Lundi, 27 juin, 4 h. 1/2.

Eh bien oui ! Pourquoi me le nierais-je à moi-même ? L’idée d’écrire mon journal ne m’est pas venue spontanément[1]. Le journal de Marie Baskhirtseff[2] vient de paraître, et Georges l’a acheté mercredi dernier. Tous ces jours-ci, il m’en a lu des extraits, et je dois dire que cela m’a absolument emballé. Aussi l’effet ne s’en est pas fait attendre. Le soir même, j’ai pris la résolution de faire comme elle, d’écrire mon journal. Faire comme elle, mon Dieu ! j’en suis bien incapable. À treize ou quatorze ans, elle écrivait mieux que je n’écrirai peut-être jamais. Mais je veux, comme elle, noter au jour le jour mes impressions et mes

  1. Mardi 21 juin La Légende des Siècles (complète). Mercredi 22, Journal de M. B.

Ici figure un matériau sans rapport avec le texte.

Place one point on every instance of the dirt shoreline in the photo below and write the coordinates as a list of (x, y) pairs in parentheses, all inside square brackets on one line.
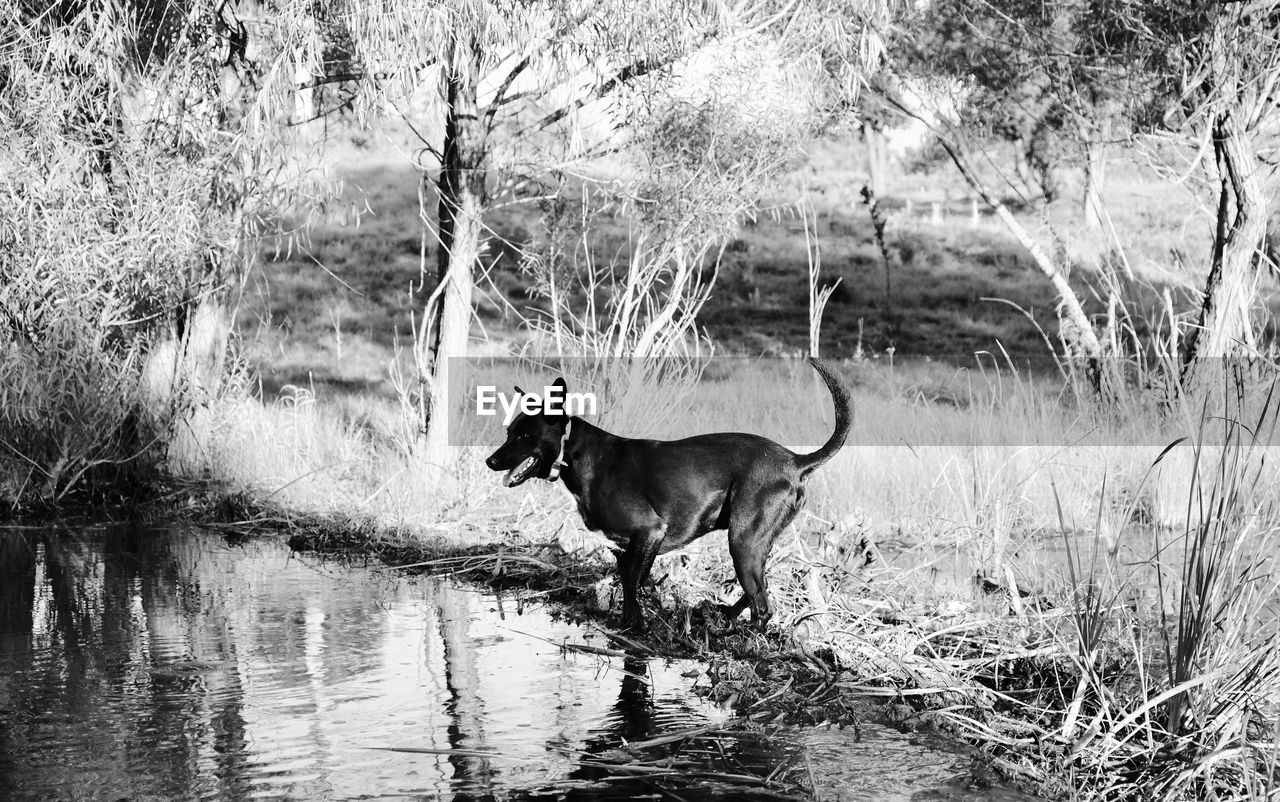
[(769, 679)]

  2. L’influence de M. B. ne peut m’avoir atteint. Je n’ai jamais relu cela depuis 1887, et je n’ai pas ce livre-là dans ma bibliothèque. Le document était très curieux, mais trop connu et dévoré par tout le monde. Livre banalisateur entre tous. Mais les trois séries de La Légende des Siècles, qui les a lues ? Depuis trente et un ans je n’ai rencontré personne qui les connaisse en entier. Pas un poète sur cent ne sait que dans le « Groupe des Idylles » la treizième pièce est une merveille. Mon premier roman est né de cette pièce-là, et pas un critique ne l’a dit.